"Gilets jaunes" : que risquent les policiers soupçonnés de violences ?

La justice passera pour les auteurs de violences policières comme pour les manifestants coupables de débordements, a promis le procureur de la République de Paris, Rémy Heitz.

Des policiers dans les rues de Toulouse (Haute-Garonne), le 20 avril 2019. 
Des policiers dans les rues de Toulouse (Haute-Garonne), le 20 avril 2019.  (FREDERIC SCHEIBER / HANS LUCAS / AFP)

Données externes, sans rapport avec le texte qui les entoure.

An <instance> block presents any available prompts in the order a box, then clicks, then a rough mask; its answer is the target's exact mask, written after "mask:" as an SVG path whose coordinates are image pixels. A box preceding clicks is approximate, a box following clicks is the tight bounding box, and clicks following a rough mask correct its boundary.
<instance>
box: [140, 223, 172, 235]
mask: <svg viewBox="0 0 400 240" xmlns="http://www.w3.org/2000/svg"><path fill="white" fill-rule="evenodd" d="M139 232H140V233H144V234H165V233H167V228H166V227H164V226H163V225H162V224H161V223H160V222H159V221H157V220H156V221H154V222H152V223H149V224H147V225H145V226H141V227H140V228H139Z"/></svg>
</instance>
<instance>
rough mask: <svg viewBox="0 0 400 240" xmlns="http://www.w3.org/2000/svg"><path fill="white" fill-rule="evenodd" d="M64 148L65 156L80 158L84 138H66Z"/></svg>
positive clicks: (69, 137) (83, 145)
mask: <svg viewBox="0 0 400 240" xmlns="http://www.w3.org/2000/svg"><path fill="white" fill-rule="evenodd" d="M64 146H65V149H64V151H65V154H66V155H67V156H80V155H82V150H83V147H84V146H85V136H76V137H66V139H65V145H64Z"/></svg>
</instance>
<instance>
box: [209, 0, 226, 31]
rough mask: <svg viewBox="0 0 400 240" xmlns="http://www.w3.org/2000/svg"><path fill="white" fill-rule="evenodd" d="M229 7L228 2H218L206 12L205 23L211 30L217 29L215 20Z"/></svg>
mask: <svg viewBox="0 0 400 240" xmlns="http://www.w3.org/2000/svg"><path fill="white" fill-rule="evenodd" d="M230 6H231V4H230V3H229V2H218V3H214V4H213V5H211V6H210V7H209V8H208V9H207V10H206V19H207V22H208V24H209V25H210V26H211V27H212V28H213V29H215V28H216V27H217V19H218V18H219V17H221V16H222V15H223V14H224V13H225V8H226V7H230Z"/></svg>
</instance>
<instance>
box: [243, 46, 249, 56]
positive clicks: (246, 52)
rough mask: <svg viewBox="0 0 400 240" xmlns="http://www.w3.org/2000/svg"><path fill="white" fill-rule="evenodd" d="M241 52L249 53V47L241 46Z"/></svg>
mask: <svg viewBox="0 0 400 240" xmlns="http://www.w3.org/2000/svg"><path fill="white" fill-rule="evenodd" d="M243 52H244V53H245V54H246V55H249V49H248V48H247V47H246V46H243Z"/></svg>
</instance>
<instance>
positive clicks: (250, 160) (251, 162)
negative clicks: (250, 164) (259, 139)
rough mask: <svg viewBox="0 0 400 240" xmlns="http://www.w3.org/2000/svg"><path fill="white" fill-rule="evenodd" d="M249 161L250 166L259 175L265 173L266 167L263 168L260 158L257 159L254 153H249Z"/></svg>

"Toutes ces procédures vont être analysées avec beaucoup d'attention." Les policiers auteurs de violences envers les "gilets jaunes" seront jugés et quelques affaires sont en cours d'instruction par un juge, a annoncé le procureur de la République de Paris, Rémy Heitz, dans une interview au Parisien, jeudi 30 mai.

S'il n'a pas donné de détails, le procureur a mis en avant deux exemples : "Les faits dénoncés par Jérôme Rodrigues le 26 janvier" et "ceux commis dans un restaurant Burger King le 1er décembre." Plus généralement, Il s'agit de dossiers où les préjudices sont les plus lourds, notamment avec des infirmités permanentes. La plupart d'entre eux remontent aux premières manifestations de novembre et décembre et plusieurs dossiers portent sur l'usage très contesté de lanceurs de balle de défense (LBD), précise Rémy Heitz. 

Interrogés par franceinfo, les syndicats de policiers sont passablement en colère après cette annonce et incapables de dire précisément ce que risquent les policiers qui pourraient être poursuivis. "Pour le savoir, il faudrait connaître les motifs de ces poursuites. Et pour cela il faut attendre les résultats des enquêtes de l'IGPN", rappelle à franceinfo Frédéric Lagache, délégué général du syndicat de policiers Alliance. 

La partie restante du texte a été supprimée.